Secretary of War Stanton, like the implacable man with a mission that he was, furiously organized the various railroad lines to make sure that Hooker and an expeditionary force could get to Chattanooga as quickly as possible—a record eleven days, as it happened—to reinforce Rosecrans, whose men had li
ttle food and scant ammunition. Lincoln, meanwhile, placed Grant in command of a newly created Division of the Mississippi (which included the Army of the Cumberland, the Army of the Ohio, and the Army of Kentucky), and at Grant’s request he replaced Rosecrans with George Thomas.
On October 23, Grant rode into Chattanooga, and in November he was joined by his redheaded, testy friend William Tecumseh Sherman, who arrived with the Army of the Tennessee. Their combined forces—Grant, Hooker, Sherman, and Thomas—turned on Bragg. In the so-called Battle of the Clouds, Hooker attacked the Confederates on Lookout Mountain, and Sherman attacked Bragg’s other side, less successfully than Hooker did. Grant sent Thomas to Missionary Ridge, whose steep incline he and his men spectacularly climbed, placing their flags at last on the ridge. Bragg and the Confederates fled. The Confederate lines of communication between the East and the Mississippi Valley had been broken. Bragg asked to be relieved of command. The mood in the North again brightened.

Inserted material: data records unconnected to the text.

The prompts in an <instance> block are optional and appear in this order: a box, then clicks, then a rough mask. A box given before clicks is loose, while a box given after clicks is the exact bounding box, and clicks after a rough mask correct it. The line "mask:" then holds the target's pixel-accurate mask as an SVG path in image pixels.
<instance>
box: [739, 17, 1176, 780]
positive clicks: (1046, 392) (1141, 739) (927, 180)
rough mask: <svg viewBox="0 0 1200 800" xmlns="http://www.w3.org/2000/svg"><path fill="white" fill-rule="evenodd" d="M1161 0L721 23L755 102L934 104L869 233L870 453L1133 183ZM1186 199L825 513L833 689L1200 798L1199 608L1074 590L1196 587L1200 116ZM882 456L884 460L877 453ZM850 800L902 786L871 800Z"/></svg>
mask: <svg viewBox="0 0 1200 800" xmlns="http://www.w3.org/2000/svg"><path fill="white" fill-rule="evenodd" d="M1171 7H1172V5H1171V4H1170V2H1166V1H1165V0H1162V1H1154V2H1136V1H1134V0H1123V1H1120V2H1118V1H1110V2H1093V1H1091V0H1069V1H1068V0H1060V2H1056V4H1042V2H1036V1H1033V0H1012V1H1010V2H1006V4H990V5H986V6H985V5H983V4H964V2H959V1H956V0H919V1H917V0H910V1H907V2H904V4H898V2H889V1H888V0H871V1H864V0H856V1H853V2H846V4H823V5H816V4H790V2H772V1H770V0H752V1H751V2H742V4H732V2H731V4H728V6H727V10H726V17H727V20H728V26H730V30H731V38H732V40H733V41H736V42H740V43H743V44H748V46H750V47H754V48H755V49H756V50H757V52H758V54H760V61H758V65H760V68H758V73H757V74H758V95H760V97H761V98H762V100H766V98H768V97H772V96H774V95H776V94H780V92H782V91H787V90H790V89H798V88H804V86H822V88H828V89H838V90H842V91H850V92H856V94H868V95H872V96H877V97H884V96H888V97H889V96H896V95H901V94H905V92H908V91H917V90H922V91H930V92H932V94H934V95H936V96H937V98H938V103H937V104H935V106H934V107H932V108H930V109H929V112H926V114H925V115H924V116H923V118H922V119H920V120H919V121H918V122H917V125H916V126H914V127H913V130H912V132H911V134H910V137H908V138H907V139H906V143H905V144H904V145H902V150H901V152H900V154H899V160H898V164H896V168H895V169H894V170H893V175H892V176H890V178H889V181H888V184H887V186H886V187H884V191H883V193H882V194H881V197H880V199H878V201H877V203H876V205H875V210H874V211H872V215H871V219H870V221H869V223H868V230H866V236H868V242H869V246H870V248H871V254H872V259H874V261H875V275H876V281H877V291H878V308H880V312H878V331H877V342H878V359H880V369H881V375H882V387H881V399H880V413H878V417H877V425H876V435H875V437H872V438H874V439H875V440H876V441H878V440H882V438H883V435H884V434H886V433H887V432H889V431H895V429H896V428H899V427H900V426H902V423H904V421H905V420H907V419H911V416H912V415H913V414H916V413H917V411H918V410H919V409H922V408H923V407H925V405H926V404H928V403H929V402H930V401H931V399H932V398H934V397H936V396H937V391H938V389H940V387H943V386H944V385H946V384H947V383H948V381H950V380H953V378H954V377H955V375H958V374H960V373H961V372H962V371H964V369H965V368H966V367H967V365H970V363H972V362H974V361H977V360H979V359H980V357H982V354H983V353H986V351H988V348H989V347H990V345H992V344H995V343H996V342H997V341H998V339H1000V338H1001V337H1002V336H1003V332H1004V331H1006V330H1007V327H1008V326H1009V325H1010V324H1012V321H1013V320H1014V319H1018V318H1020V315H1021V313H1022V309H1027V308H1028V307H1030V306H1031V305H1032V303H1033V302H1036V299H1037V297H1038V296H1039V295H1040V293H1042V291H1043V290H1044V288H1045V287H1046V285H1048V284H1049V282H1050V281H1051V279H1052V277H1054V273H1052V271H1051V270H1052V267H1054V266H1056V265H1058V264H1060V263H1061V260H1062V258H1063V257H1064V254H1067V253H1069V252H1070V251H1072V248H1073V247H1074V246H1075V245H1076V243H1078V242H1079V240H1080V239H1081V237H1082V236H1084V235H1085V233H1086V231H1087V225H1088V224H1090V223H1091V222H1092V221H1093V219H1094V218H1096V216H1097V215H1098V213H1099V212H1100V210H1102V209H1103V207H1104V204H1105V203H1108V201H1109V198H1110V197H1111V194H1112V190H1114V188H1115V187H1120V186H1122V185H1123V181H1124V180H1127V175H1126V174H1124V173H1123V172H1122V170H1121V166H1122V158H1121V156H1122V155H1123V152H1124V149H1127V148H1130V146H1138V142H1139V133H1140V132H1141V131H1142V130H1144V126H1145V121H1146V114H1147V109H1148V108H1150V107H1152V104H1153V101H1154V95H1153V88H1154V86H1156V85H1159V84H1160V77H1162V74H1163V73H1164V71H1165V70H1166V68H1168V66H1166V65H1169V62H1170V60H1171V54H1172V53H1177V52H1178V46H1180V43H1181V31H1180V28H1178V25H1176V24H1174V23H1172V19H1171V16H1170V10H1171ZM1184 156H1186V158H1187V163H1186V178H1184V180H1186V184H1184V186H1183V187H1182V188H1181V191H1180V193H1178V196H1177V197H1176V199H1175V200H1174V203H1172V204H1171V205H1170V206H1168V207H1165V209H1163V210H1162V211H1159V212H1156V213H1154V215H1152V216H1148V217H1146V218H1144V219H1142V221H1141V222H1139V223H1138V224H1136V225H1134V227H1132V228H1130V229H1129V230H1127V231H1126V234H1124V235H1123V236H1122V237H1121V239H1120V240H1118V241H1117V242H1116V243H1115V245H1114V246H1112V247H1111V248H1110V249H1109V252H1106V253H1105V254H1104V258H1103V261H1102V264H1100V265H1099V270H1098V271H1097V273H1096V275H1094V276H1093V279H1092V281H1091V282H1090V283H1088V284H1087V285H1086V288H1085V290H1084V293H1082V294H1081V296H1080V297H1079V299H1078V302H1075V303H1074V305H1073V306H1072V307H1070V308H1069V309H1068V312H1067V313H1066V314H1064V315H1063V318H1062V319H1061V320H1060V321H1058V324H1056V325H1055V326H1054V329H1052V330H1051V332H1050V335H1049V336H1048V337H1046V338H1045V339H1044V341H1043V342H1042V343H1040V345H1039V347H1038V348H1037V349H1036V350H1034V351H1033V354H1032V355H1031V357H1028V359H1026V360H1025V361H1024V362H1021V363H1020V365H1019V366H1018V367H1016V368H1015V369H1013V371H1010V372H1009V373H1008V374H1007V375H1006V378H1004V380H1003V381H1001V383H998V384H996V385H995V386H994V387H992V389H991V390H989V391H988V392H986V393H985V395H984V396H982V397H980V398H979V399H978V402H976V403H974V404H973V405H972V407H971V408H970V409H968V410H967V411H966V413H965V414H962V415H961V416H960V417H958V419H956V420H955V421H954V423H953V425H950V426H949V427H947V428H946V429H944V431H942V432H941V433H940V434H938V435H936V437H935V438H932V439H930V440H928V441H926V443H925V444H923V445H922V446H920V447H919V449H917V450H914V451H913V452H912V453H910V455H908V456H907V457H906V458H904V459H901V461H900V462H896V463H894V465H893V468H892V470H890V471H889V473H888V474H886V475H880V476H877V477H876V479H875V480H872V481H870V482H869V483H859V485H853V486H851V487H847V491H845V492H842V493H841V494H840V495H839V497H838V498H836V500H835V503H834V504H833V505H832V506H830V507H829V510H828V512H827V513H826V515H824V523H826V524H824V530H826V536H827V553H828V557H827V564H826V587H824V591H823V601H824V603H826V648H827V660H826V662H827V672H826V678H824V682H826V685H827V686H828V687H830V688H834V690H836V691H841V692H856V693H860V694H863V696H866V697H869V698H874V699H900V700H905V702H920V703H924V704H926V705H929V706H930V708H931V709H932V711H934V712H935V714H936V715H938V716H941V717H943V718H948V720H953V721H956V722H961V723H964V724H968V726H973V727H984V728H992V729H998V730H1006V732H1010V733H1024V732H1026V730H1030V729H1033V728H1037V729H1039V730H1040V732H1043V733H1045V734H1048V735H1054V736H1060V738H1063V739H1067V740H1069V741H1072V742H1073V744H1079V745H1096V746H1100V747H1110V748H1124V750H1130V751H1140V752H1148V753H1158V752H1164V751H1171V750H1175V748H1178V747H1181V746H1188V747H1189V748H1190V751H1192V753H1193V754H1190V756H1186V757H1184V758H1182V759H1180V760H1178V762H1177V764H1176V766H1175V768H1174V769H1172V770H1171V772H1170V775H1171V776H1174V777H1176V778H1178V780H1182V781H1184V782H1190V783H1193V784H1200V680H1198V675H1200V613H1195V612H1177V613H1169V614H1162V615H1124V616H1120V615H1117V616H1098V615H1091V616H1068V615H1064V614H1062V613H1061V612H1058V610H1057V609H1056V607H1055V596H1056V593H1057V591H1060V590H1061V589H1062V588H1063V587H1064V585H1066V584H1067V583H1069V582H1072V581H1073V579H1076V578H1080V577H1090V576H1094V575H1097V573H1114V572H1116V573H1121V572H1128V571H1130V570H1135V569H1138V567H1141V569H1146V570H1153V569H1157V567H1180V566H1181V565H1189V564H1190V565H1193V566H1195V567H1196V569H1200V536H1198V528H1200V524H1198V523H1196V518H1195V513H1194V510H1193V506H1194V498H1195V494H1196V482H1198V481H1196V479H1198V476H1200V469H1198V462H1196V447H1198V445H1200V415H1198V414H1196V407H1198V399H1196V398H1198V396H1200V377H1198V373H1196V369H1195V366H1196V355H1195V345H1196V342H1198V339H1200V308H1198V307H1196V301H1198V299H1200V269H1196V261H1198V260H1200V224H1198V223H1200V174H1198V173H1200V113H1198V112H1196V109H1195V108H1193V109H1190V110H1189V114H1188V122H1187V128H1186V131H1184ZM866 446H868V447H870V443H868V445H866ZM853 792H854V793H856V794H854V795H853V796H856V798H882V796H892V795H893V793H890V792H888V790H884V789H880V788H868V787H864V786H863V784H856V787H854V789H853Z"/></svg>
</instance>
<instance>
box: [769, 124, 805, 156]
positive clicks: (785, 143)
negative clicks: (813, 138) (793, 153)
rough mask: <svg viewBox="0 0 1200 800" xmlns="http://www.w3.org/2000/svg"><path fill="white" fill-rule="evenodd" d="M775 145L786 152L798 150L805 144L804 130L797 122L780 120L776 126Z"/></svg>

Replacing Rosecrans with George Thomas had made good military sense, but Rosecrans was a popular general—from Ohio, no less, Salmon Chase’s home state. John Hay, Lincoln’s young secretary, warned the president that Chase would doubtless “make capital” out of Rosecrans’s demotion. Lincoln seemed unconcerned. “I suppose he will,” he retorted, “like the bluebottle fly, lay his eggs in every rotten spot he can find.” Still, since Clement Vallandigham, cracking his Copperhead whip from Canada, was running for governor of Ohio, Lincoln decided not to announce Rosecrans’s replacement until after the election.